AI Agents & Agentic Workflows with Spring AI, MCP and Java
Published 5/2026
Created by Vinoth Selvaraj
MP4 | Video: h264, 1920x1080 | Audio: AAC, 44.1 KHz, 2 Ch
Level: All Levels | Genre: eLearning | Language: English | Duration: 190 Lectures ( 11h 53m ) | Size: 5 GB
Model Context Protocol, Spring Boot, MCP Servers, ChatClient, ChatMemory, OpenAI, Gemini, Ollama, Integration Testing
What you'll learn
⚡ Build AI Agents using Spring AI and Java
⚡ Design Agentic Workflows and multi-turn reasoning systems
⚡ Implement MCP Servers using Spring Boot
⚡ Build and expose MCP Tools, Resources and Prompts
⚡ Integrate OpenAI, Gemini and local LLMs using Ollama
⚡ Build Human-in-the-Loop workflows using Elicitation
⚡ Handle asynchronous workflows using Progress Notifications
⚡ Write Integration Tests for MCP-based AI systems
⚡ Implement Structured Output and Prompt Engineering techniques
⚡ Use ChatClient, ChatMemory and Advisors effectively
Requirements
❗ No prior AI knowledge is required. We will start from the fundamentals with a hands-on approach.
❗ Knowledge of Java and Spring Boot is required.
❗ OpenAI and Gemini APIs may incur small usage costs. Expected cost for this course is approximately 1 USD.
Description
Build AI Agents and Agentic Workflows using Spring AI, MCP and Java.

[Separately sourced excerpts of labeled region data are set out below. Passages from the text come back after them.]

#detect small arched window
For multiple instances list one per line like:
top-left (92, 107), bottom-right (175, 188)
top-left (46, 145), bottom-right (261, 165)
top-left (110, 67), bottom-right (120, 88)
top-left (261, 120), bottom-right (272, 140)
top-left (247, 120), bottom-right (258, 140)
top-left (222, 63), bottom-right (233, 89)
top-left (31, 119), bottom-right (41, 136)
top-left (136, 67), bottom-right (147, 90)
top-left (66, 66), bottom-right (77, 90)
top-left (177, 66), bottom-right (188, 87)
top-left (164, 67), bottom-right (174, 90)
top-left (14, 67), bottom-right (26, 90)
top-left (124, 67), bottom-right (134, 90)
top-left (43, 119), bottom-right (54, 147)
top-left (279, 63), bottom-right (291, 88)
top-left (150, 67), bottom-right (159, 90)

This course is a deep-dive, architecture-first masterclass on building production-grade AI Agents and Agentic Workflows using Java, Spring AI and the Model Context Protocol (MCP).
What you will master
✨ Building AI Agents using Spring AI and Java
✨ Designing Agentic Workflows and multi-turn reasoning systems
✨ Understanding MCP Architecture and communication flow
✨ Implementing MCP Tools, Resources and Prompts
✨ Building Human-in-the-Loop workflows using Elicitation
✨ Handling asynchronous workflows using Progress Notifications
✨ Integrating OpenAI, Gemini and local models using Ollama
✨ Using ChatClient, ChatMemory and Advisors effectively
✨ Implementing Structured Output and Prompt Engineering techniques
✨ Designing AI-Powered Microservices using Spring Boot
✨ Writing Integration Tests for MCP-based systems
✨ Applying real-world AI architecture patterns and implementation best practices
By the end of the course, you will be able to
✨ Build production-grade AI Agents and Agentic Workflows using Spring AI and Java
✨ Design and implement MCP Servers with Tools, Resources and Prompts
✨ Integrate OpenAI, Gemini and local LLMs into Spring Boot applications
✨ Build context-aware AI systems using ChatMemory, Advisors and Structured Output
✨ Apply production-oriented AI architecture patterns, testing strategies and best practices
Throughout the course, we will build practical, production-style AI systems using Spring Boot, Spring AI and MCP.
Who this course is for
⭐ Java and Spring Developers exploring AI Agents and MCP
Welcome to My Blog - Check it Every Days
If you have any troubles with downloading, PM me
Please Buy Premium Account from my links to get high download speed and support me
Happy Learning!!
Quick check before we show the links
Helps us keep automated scrapers from hammering the filehosts.